登録異議申立人(以下、「申立人」という。)は、昭和46年9月23日に登録出願され、別掲に示すとおりの構成よりなり、第4類「化粧品、その他本類に属する商品」を指定商品として、昭和50年7月31日に設定の登録がなされ、その後、昭和60年9月19日及び平成7年12月25日の二回に亘り、商標権存続期間の更新登録がなされている登録第1138929号商標(以下、「引用商標」という。)を引用し、本件商標と引用商標とは、商標において類似し、その指定商品中「せっけん類,香料類,化粧品,歯磨き」については引用商標の指定商品と同一又は類似するものであって、本件商標は商標法第4条第1項第11号に違反して登録されたものであるから、その登録は取り消されるべきものであるとしている。

3 当審の判断

本件商標は、その構成前記のとおり「アバンス」の文字よりなるものであるから、これに相応して「アバンス」の称呼を生ずるものである。そして、該文字からは、何らの意味合いをも看取させるものではないから、一種の造語と認識し把握されるものである。

これに対して、引用商標は、別掲に示すとおり「AVANCE(「E」の文字にアクサン記号「 ́」が付されている。)」、「アヴァンセ」の各文字よりなるところ、下段の片仮名文字は上段の欧文字の読みを振り仮名風に表示したものと無理なく認識し得るものであるから、該片仮名文字に相応して「アヴァンセ」または「アバンセ」の称呼を自然とするものである。そして、該文字からは、何らの意味合いをも看取させるものではないから、一種の造語と認識し把握されるものである。

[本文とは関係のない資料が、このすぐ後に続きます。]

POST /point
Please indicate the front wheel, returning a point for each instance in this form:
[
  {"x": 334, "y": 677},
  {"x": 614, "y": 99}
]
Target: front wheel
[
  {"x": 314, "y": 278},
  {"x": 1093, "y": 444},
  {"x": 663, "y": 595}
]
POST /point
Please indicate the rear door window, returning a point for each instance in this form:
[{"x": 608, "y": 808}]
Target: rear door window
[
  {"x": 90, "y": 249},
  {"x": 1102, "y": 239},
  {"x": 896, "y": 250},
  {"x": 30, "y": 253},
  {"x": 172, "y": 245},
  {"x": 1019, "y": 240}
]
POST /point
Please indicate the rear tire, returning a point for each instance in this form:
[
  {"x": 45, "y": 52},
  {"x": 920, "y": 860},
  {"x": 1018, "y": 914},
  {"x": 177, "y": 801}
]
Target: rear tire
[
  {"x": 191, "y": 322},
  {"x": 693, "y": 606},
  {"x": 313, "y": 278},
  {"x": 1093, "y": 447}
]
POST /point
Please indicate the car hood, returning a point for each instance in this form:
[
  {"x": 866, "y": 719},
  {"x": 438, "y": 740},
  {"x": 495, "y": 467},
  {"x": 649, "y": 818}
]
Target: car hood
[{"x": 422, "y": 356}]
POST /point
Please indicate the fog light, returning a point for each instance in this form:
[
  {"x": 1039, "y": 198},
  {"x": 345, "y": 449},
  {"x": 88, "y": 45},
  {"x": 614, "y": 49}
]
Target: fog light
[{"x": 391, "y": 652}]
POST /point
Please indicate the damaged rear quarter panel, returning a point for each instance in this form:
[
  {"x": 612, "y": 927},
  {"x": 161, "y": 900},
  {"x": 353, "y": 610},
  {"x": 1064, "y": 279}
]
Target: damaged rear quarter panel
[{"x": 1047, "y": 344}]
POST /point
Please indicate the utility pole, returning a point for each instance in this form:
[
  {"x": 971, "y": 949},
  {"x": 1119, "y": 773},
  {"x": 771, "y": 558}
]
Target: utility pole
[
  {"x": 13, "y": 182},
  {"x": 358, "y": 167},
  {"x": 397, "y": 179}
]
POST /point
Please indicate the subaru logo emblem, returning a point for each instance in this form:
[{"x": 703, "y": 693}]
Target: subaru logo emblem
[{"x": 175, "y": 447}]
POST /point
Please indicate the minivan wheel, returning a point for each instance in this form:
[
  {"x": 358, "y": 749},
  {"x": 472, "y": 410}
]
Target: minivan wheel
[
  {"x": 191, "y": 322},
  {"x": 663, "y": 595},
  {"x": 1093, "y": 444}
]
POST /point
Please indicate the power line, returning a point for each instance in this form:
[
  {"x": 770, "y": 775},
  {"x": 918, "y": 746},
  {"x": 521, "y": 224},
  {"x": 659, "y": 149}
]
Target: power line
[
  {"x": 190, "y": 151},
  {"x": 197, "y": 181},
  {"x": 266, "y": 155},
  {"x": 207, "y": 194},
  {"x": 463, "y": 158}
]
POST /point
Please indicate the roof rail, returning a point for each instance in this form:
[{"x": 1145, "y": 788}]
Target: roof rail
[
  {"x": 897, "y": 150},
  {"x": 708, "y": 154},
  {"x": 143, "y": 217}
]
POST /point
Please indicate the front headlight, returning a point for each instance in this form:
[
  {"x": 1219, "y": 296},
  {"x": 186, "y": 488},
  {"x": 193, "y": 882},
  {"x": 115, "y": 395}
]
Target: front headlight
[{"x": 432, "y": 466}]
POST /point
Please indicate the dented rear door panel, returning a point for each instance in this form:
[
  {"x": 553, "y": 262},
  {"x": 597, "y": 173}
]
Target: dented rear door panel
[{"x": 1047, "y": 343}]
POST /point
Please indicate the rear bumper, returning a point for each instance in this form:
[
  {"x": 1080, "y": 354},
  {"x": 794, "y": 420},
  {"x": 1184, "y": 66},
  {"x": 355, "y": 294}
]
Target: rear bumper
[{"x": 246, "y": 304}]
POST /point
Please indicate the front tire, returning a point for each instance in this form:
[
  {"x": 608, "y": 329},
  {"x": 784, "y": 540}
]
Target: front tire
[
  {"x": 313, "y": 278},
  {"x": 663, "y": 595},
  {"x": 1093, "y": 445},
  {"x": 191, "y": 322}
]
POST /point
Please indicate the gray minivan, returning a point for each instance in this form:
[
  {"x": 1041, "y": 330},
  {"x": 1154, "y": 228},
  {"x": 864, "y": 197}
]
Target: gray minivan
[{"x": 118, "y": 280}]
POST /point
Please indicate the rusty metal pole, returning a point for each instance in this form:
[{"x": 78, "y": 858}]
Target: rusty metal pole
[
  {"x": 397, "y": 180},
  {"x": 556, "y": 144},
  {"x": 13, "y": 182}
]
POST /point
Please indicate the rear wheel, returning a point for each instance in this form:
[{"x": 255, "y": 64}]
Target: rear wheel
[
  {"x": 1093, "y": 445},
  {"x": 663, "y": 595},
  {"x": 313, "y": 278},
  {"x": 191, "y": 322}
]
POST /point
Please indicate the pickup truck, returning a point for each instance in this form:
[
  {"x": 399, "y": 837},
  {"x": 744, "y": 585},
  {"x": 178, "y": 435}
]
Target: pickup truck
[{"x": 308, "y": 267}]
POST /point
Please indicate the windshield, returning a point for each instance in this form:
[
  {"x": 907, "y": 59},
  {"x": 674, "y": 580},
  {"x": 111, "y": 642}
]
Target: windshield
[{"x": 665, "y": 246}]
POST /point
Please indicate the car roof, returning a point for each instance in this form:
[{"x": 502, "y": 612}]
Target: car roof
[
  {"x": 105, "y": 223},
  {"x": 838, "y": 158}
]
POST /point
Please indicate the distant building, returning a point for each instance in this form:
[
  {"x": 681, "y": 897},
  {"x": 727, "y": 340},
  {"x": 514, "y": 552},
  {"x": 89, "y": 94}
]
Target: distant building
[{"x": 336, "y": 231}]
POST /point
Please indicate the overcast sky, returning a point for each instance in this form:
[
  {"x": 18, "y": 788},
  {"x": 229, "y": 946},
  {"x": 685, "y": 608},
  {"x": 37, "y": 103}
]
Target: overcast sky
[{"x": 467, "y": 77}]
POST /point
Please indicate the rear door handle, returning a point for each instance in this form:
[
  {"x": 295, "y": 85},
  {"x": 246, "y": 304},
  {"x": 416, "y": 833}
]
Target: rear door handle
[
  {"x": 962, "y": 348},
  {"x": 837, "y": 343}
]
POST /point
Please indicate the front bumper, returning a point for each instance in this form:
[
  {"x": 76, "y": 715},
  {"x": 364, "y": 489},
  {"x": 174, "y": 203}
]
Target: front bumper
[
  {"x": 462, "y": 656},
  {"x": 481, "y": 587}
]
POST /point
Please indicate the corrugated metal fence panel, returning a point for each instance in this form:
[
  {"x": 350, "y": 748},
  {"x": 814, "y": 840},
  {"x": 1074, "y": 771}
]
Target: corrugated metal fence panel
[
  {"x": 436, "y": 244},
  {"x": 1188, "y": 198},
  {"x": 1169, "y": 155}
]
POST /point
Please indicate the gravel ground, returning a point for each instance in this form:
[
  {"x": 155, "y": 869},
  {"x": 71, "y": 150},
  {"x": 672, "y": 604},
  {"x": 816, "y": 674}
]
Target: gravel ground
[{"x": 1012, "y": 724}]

そこで、本件商標より生ずる「アバンス」の称呼と引用商標より生ずる「アヴァンセ」または「アバンセ」の称呼とを比較するに、両者は、比較的短い4音構成のうち語尾音において「ス」と「セ」の音の差異を有するものである。そして、差異音は母音を異にするばかりでなく、子音(s)(摩擦子音)自体の響きも比較的明瞭であって、その差異が両称呼の全体に及ぼす影響の程度が決して小さいとはいえないから、それぞれを一連に称呼しても彼此聞き誤るおそれはないとみるのが相当である。

また、両商標の構成はそれぞれ前記したとおりであるから、両者は外観上判然と区別し得るものである。さらに、両者はともに造語といえるから、観念において紛れることはない。

そうすると、本件商標と引用商標とは外観、称呼及び観念のいずれよりしても紛れるおそれのない互いに類似しない商標といわなければならない。 申立人は、本件商標は、フランス語の「AVANCE」を表すものであると主張しているが、なるほどフランス語の辞書によれば「avance」の語が「アヴァーンス」と発音され、「先立っていること、突出部」の語義を有し、引用商標が「アヴァンセ」と発音され、「突出部」の語義を有するものであるとしても、この点をもって本件商標「アバンス」より直ちにフランス語の「AVANCE」を認識させるものとはいい難く、また、そのような事情を窺わせる証拠も見出せないから、本件商標を造語とした前記認定は相当というべく、申立人の主張は採用できない。

してみれば、本件商標は、商標法第4条第1項第11号に違反して登録されたものということはできない。

したがって、本件商標は、商標法第43条の3第4項の規定により、その登録を維持すべきものである。

よって、結論のとおり決定する。